Documentation & Coding Tips

Document specific severity levels to avoid unspecified coding

Example: Patient presents with persistent low mood and anhedonia for 3 weeks. Assessment reveals 5 out of 9 DSM-5 criteria met, including significant weight loss and insomnia, consistent with Moderate severity. Diagnosis: Major Depressive Disorder, Single Episode, Moderate (F32.1). Severity documented to support medical necessity for pharmacotherapy and to reflect accurate risk adjustment under HCC 58.

Billing Focus: Severity level (mild, moderate, severe) must be explicitly stated to support higher-level E/M coding and more granular ICD-10-CM selection.

Specify the presence or absence of psychotic features

Example: Patient reports profound hopelessness and psychomotor retardation. Denies auditory/visual hallucinations or delusional thinking. Major Depressive Disorder, Single Episode, Severe without Psychotic Features (F32.2) is diagnosed. The absence of psychosis is documented to clarify the clinical profile and support the selected treatment pathway.

Billing Focus: Inclusion of psychotic features distinguishes F32.2 from F32.3, which can significantly alter treatment complexity and resource utilization.

Capture suicidal ideation and self-harm risk explicitly

Example: Evaluation of MDD reveals passive suicidal ideation without a specific plan or intent. Patient has a history of non-suicidal self-injury (NSSI). Coded as F32.9 with additional code R45.851 for suicidal ideation. Safety plan established and documented. High MDM reflected by the risk of morbidity and management of potential self-harm.
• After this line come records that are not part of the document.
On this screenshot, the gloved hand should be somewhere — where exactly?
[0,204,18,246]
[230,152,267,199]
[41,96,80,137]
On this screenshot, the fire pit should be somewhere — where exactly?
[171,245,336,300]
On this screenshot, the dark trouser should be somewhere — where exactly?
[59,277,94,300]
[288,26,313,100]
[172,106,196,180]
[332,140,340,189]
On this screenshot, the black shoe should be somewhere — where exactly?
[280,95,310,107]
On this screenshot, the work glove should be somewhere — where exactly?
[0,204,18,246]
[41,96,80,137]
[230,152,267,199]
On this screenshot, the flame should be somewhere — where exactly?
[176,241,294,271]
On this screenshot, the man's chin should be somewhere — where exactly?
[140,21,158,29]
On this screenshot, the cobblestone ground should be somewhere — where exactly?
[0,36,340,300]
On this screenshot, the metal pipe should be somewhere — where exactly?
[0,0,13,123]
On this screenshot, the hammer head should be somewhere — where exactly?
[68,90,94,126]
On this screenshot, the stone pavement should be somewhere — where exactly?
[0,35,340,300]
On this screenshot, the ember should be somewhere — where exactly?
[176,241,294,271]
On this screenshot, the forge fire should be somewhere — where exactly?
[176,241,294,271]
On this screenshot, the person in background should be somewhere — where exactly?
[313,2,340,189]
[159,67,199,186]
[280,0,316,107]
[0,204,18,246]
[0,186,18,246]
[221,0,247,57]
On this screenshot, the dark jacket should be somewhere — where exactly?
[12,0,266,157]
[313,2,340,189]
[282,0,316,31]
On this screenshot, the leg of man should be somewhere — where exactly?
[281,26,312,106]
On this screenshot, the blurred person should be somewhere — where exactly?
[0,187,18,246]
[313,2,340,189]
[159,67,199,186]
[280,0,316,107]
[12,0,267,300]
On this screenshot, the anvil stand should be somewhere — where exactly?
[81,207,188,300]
Billing Focus: Additional R-series codes for symptoms like suicidal ideation provide a more complete clinical picture for medical necessity.

Distinguish between Single Episode and Recurrent MDD

Example: Patient currently experiencing a depressive episode. Review of longitudinal records confirms two prior treated episodes in 2021 and 2023. Current episode is a relapse. Diagnosis updated from F32.9 to F33.9 (Major Depressive Disorder, Recurrent, Unspecified) to reflect the chronic nature of the condition.
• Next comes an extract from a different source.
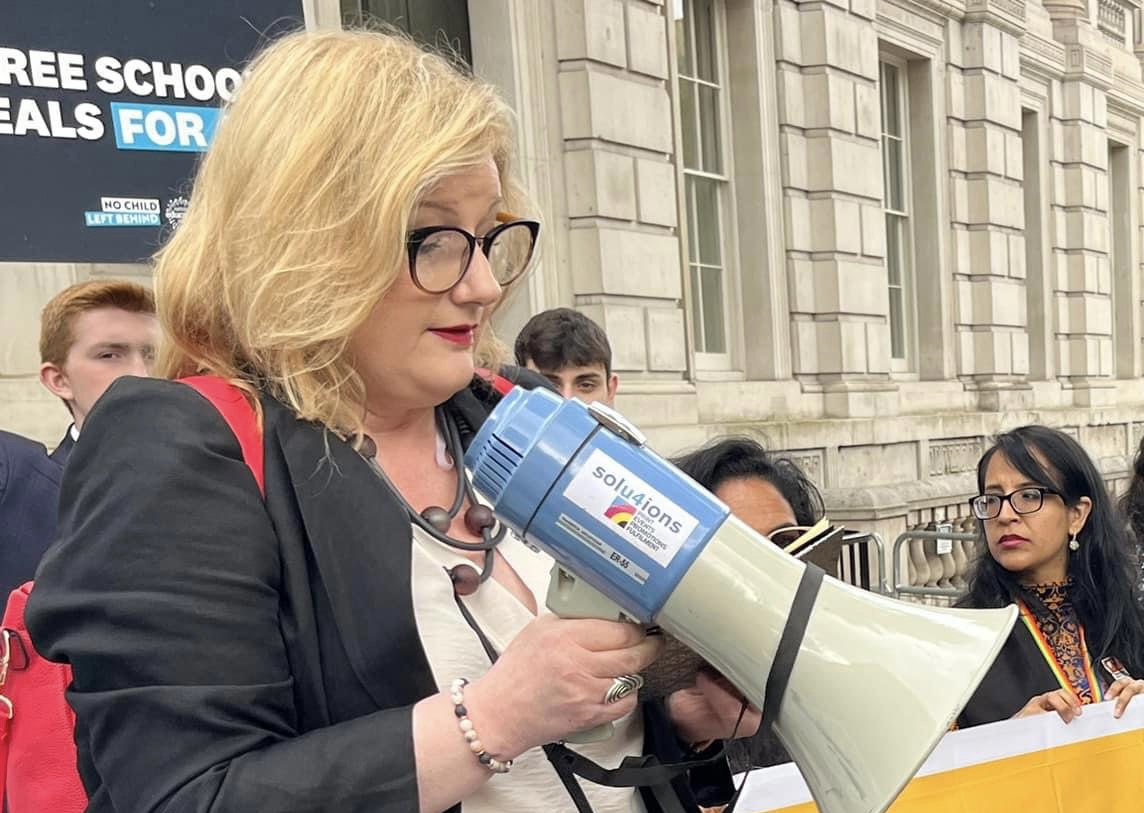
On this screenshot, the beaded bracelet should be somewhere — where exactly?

Billing Focus: Distinguishing between F32 (Single) and F33 (Recurrent) is vital for tracking the longitudinal history and justifying long-term maintenance therapy.
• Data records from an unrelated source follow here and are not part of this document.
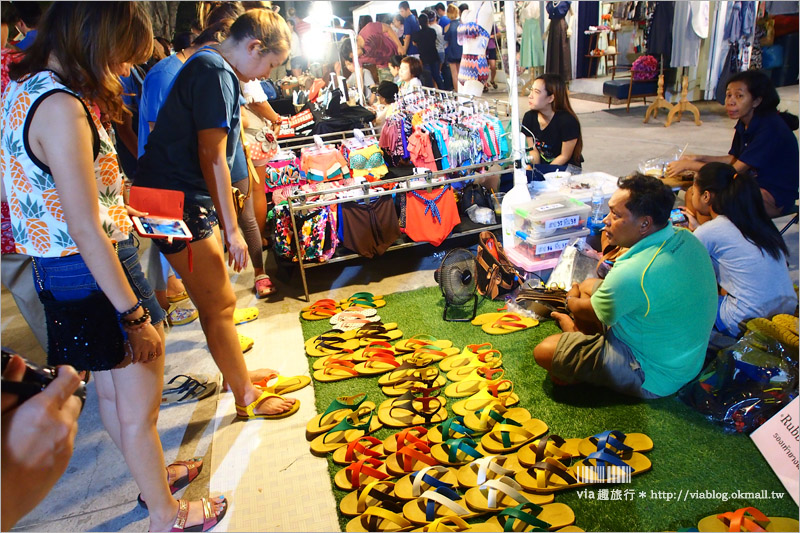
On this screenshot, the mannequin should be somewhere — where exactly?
[545,1,572,81]
[458,2,494,96]
[518,2,544,90]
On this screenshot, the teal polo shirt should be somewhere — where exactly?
[592,223,717,396]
Record functional impairment in social and occupational domains

Example: Patient reports inability to maintain work attendance due to morning fatigue and lack of concentration. Social withdrawal from spouse and children noted. These functional impairments meet criteria for Major Depressive Disorder. Note documents the impact on daily living to support the medical necessity for intensive outpatient referral.

Billing Focus: Functional status documentation supports the level of medical decision making (MDM) by illustrating the severity of the condition's impact.